I like a game with a good story, and this one is based on a successful novel of the same name by the innovative young Russian writer Dmitry Glukhovsky, so it already hits that mark sufficiently successfully. The story weaves a winding tale as main character Artyom wends his way through the churning guts of Russia’s capital city Moscow after the nuclear bombs have fallen and the surviving people are forced to live underground. What they aren’t expecting is for mutants from the not-quite-completely-dead world above to try to invade their already delicate realm.
The visuals in this epic work by THQ and 4A Games are fantastic, capturing the feel of a frozen, post-nuclear apocalyptic Moscow perfectly. Top marks to the designers involved. There are certain points when you’re hunkered down in the darkness, trying not to be spotted by enemy soldiers, that you almost stop breathing as you think they might actually hear you.
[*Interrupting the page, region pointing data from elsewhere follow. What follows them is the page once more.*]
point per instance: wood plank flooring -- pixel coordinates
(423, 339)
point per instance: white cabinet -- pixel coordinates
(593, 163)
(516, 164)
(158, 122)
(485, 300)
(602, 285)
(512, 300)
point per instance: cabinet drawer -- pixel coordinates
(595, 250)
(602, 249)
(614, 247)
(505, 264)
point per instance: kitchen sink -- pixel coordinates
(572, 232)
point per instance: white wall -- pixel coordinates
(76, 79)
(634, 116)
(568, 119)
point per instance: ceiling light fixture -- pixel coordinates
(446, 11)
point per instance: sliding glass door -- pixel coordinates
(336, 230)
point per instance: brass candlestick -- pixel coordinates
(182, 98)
That sounds a little dumb, but the full-on experience of Metro 2033 really gives you that thrilling sense of being there.
The monsters are unlike those in other games too, as most of them have mutated from creatures that were already in existence on Earth before the bombs dropped, such as moles, insects and dogs. This gives the game a unique angle that it maximises brilliantly. It is the small touches like this that set this game apart from many other derivative sci-fi adventures.
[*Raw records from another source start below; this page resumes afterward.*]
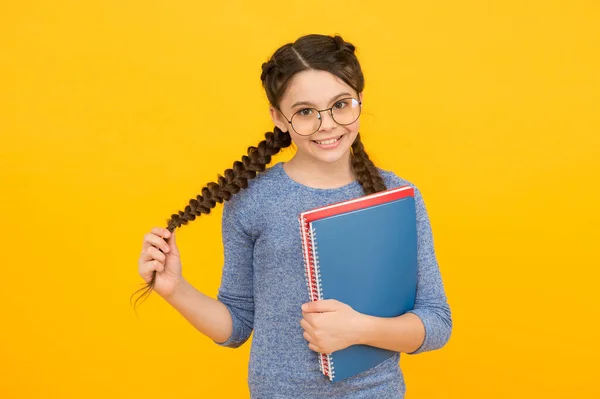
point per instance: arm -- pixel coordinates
(428, 326)
(227, 320)
(331, 325)
(207, 315)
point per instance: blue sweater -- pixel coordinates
(263, 286)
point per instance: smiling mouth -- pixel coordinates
(330, 141)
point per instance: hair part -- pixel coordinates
(317, 52)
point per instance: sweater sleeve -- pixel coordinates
(431, 304)
(236, 289)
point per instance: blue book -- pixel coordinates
(362, 252)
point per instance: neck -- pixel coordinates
(317, 174)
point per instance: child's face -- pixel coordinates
(321, 90)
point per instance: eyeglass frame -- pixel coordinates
(330, 109)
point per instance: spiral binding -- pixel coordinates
(313, 281)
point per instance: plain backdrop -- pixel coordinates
(114, 114)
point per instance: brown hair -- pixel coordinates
(318, 52)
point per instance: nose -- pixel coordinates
(327, 122)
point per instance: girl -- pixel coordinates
(314, 87)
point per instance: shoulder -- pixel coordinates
(247, 201)
(392, 180)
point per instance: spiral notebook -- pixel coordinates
(362, 252)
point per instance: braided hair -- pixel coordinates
(318, 52)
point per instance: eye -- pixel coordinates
(305, 112)
(341, 104)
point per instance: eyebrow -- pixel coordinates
(309, 103)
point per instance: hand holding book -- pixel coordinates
(330, 325)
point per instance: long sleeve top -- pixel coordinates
(263, 285)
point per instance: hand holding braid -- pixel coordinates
(310, 52)
(233, 180)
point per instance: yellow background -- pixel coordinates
(114, 114)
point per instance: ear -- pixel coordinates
(278, 119)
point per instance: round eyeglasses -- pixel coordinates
(307, 121)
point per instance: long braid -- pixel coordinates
(364, 170)
(232, 181)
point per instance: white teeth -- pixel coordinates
(331, 141)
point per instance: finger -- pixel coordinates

The tension in the air is palpable as well. You also get to battle or evade human opponents, be they bandits, rival factions of Red Line and Fourth Reich, or the frightening demons and Dark Ones from above. The bleak underworld and post-apocalyptic overground regions of Moscow are intricately rendered, making this a fascinating game to explore, but it’s the driving storyline as you go from station to station on your developing mission that really gives the game its engaging pace. Metro 2033 is a great game that you will happily submerge yourself in for hours at a time.